TVA's long-term plan balancing coal retirements, nuclear, efficiency, and renewables for low-cost, reliable power.

  • 20-year roadmap to maintain low-cost, reliable power
  • Idles 1,000 MW coal now; up to 3,700 MW more by 2017
  • Expands nuclear to as much as 5,900 MW by 2029
  • Emphasizes energy efficiency, renewables, emissions cuts

 

A Tennessee Valley Authority plan designed to guide decision-making recommends greater use of nuclear power, natural gas and renewable resources and less reliance on coal in the next two decades.

 

TVA executives in a telephone and online news conference said the plan was developed after public hearings and input from a panel of customers, business executives, government leaders and environmentalists over two years. It will be presented to the utility's board April 14. The last such plan was developed about 15 years ago.

TVA senior manager Gary Brinkworth and Van Wardlaw, an executive vice president, said the recommended final integrated resource plan is designed to reduce emissions with a cap-emissions approach and control costs but cannot be used to predict customer rates or how it will affect TVA's employment level. They said the 20-year plan charts the best options for TVA "to continue to deliver low-cost, reliable power" and will be reviewed in 2015.

TVA, the country's largest public utility, supplies power to about 9 million people in Tennessee, Alabama, Mississippi, Kentucky, Georgia, North Carolina and Virginia as it meets regional energy demand through a diverse portfolio.

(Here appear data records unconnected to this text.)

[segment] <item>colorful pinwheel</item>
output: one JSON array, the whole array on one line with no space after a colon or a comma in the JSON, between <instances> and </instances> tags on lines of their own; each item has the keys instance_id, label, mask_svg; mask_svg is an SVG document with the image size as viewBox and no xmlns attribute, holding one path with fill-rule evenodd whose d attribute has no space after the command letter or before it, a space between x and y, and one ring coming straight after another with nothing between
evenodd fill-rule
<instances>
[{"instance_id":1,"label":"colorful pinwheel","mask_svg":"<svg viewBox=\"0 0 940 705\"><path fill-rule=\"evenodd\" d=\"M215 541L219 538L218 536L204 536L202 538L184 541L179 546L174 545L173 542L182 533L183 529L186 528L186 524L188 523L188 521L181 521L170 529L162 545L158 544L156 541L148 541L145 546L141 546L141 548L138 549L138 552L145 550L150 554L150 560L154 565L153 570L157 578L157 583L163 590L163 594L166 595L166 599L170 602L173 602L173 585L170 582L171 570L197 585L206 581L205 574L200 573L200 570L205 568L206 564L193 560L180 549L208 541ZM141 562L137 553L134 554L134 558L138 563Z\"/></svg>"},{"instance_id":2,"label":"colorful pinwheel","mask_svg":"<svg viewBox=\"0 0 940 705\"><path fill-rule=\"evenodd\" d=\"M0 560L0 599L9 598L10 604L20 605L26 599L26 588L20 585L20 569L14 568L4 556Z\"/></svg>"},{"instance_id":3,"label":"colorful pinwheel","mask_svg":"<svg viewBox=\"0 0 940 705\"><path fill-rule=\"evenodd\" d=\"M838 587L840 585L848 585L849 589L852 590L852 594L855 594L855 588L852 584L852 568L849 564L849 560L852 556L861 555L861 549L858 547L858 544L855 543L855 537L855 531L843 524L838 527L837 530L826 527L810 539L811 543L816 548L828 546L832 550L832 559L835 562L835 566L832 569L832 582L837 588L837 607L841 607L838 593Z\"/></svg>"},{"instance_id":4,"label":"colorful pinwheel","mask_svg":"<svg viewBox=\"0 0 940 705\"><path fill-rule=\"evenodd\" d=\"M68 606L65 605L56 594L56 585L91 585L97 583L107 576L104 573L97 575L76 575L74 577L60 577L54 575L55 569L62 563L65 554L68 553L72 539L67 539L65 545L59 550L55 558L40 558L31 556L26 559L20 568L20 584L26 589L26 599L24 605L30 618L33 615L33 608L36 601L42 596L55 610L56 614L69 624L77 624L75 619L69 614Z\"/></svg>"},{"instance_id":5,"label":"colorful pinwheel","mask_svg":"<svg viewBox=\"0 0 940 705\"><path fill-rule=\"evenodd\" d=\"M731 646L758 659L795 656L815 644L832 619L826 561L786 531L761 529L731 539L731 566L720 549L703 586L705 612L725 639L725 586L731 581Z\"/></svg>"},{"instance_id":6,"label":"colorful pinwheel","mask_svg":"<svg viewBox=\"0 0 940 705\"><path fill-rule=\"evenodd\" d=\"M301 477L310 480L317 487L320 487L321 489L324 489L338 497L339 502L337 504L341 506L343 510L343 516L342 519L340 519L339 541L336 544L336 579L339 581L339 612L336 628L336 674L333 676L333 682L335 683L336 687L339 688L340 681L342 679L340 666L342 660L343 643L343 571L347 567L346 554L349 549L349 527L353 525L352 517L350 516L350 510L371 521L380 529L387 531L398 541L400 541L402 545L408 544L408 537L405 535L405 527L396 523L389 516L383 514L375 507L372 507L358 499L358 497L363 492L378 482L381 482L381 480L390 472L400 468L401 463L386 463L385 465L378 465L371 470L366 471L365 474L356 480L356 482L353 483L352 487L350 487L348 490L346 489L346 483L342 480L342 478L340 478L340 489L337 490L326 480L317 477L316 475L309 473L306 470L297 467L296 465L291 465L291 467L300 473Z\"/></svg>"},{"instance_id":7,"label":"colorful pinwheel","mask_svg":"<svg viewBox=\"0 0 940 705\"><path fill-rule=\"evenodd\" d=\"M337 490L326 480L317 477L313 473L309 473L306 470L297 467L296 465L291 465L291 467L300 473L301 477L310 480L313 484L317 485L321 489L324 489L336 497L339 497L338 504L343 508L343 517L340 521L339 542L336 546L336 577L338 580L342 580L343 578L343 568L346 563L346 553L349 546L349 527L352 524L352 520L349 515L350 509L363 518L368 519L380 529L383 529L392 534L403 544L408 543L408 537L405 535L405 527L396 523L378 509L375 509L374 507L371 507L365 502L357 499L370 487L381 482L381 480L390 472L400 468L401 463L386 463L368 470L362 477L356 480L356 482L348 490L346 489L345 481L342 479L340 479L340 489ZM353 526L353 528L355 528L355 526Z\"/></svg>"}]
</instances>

The Knoxville-based utility is idling 1,000 megawatts of coal-fired generation while spending $2.5 billion over five years to finish a 1,200-megawatt reactor at its Watts Bar site as it expands power production across its nuclear fleet by October 2012. TVA said one megawatt of nuclear capacity can provide power to about 585 homes in the region.

The recommended plan includes a range of idling coal-fired power generation, possibly up to another 3,700 megawatts by 2017 and, under long-range nuclear plans now taking shape, expanding nuclear power up to 5,900 megawatts by 2029.

TVA operates 29 hydroelectric dams, 11 coal-fired power plants, three nuclear plants and 11 natural gas-powered facilities that can produce about 34,000 megawatts of electricity.

"It is an approach to evaluating the future," Brinkworth said of the plan. "What we try to do is look at various options for the future, taking a new look at future power across scenarios, and then try to plan our business to be successful in more than one of those futures."

The Southern Alliance for Clean Energy in a statement after the news conference congratulated TVA for "including meaningful public participation" in developing the recommended plan.

"Now, key decisions by the TVA board, which is moving away from coal in several proposals, and senior management will determine how beneficial these reform efforts will actually be," said alliance director Stephen Smith.

He said the plan shows that, despite coal method criticisms from some observers, the highest levels of coal retirements, energy efficiency and renewable energy are the best choices.

Smith said the plan's evaluation for beyond 2020 "is not as strong" as for the current decade. He recommended that the TVA board reconsider its plans to expand the Bellefonte Nuclear Plant in northeast Alabama "and put even more coal plant retirements on the table."